We are currently feeding 150 plus cattle at our farm. The surrounding area is pretty much rural, the closest “city” is about an hour away. It still amazes me today, like it did many years ago while working in a farm organization, that those that live near us aren’t completely aware of what occurs on a farm.
I can not speak for all farms, truly only my own, but I do know quite a few farmers/ranchers not only in our area but other states that care for their crops and livestock very well. I’m not getting on my soapbox, I’m just asking that those that are in opposition of cattle being treated for sickness or that feel livestock is treated incorrectly or do not like GMO seed visit a farm near them. Then another one and perhaps even another.
The people you should actually ask about the grain and livestock raised is not the CEO’s of companies or public relations people. It’s the ones that spend their days and evenings making it so food can be shared.
Everyone is entitled to their opinion, and if you want organic, range-free, or whatever it is out there then that is fine. But before you share on your newsfeeds and visit with those less knowledgeable I ask one thing.
Call, message, text, or comment on a social media page to a farmer/rancher asking them to visit their farm/ranch. If nothing else, have a conversation about what you have questions about with them.
It’s not about arguing or showing who is right. It’s about actually hearing and seeing what the people of agriculture do. Why they do it and how they do it as well. Don’t visit one, visit several! Take your kids to them, teach them too!
Let me tell you a story.
On one chilly Saturday morning I made my way over to the farm yard as my husband began feeding.
I wanted to get some photos of him doing what he does every morning and every evening, whether it’s sunny or wind blowing cold.
He begins at the silage pit. I forgot to get a photo of the silage but come have coffee with me, you can see it from my kitchen window! Because we use a feed wagon he has to get out of the tractor and unhook it to use the tractor to load the silage. Then hook it back up when done. Silage – Check!

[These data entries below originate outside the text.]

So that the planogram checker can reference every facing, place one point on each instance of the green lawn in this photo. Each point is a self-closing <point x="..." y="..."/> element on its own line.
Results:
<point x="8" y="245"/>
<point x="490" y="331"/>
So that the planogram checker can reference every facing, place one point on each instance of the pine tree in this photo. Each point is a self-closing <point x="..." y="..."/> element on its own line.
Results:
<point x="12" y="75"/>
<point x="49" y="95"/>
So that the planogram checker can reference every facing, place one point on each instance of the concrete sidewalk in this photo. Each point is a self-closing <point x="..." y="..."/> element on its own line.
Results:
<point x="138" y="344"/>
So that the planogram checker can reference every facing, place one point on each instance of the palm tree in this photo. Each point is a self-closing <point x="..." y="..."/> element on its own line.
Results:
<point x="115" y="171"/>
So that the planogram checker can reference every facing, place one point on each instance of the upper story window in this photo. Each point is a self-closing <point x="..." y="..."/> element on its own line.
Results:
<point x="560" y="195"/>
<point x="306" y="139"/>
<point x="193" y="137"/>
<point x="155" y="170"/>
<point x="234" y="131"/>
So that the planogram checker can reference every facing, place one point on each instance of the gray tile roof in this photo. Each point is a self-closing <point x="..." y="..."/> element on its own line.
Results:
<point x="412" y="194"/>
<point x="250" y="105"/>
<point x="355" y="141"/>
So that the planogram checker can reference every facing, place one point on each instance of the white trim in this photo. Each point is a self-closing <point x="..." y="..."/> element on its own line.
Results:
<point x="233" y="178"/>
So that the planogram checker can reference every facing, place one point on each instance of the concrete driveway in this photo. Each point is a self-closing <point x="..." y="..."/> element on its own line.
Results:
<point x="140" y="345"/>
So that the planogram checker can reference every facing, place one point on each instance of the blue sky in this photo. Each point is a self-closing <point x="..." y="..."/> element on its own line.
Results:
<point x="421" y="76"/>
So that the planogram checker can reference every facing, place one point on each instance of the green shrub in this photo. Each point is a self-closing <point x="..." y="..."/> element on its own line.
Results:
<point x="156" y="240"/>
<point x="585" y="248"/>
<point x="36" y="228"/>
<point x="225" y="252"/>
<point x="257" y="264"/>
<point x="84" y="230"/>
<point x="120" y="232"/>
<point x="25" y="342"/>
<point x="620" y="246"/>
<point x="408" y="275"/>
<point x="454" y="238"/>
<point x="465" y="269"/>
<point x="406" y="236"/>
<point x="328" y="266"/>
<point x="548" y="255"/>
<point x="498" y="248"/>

He then backs it next to the bulk bins and loads supplements into the feed wagon to help the livestock. Supplements – Check!
Now it is time to feed the cattle at the bunks! He likes to do this in the early daylight and not before. Can you guess why?
This way they will all come up and eat. The ones that do not come up signals to him that something must be wrong. So he inspects the cattle twice a day and if there are any not looking well he separates them from the rest. He takes care of them too. He doesn’t let them suffer.
On this particular day, there was one of them that was not doing so well. Honestly I wish I would have taken a video of her. (Some people may think I’m wrong on that but oh well) The reason is that as she was waiting in the cattle shoot to be treated for her sickness it was very evident that her breathing was a struggle. And it was not struggling because we were mean to her. She walked right into the shoot basically.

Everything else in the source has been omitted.